← Kubernetes Course12 / 16

Autoscaling

Match capacity to demand automatically — add pod replicas under load with the Horizontal Pod Autoscaler, right-size requests with the VPA, and grow the cluster itself with the Cluster Autoscaler.

Ad 728×90

The three kinds of autoscaling

Why: scaling happens at three levels and they solve different problems. The Horizontal Pod Autoscaler (HPA) adds or removes pod replicas as load changes. The Vertical Pod Autoscaler (VPA) adjusts each pod's CPU/memory requests to fit reality. The Cluster Autoscaler adds or removes whole nodes when pods cannot fit. You usually run the HPA always, and the cluster autoscaler on a cloud cluster.
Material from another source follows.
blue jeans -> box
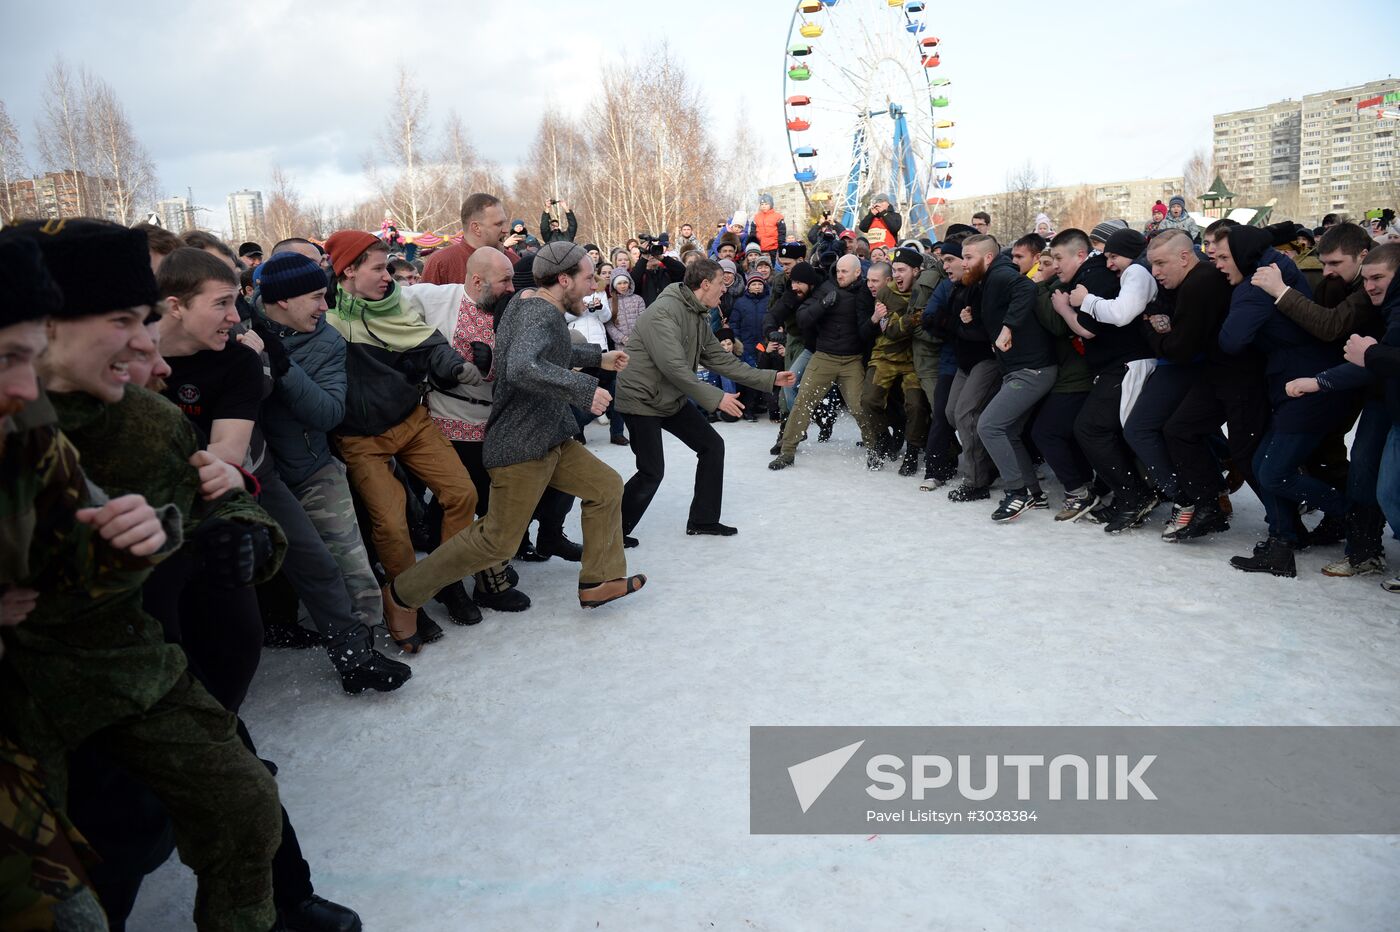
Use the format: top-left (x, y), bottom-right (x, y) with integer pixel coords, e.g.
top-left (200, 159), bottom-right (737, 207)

HPA      ──▶ more / fewer POD replicas      (handle changing traffic)
  VPA      ──▶ right-size each pod's REQUESTS  (stop over/under-provisioning)
  Cluster  ──▶ more / fewer NODES              (make room when pods don't fit)

Horizontal Pod Autoscaler

Why: the HPA watches a metric — most often CPU — and changes the replica count to keep it near a target. Here it holds average CPU at 50% of requested, scaling between 2 and 10 pods. Note: it needs the metrics-server installed and the Deployment must declare CPU requests, or the HPA has nothing to measure against.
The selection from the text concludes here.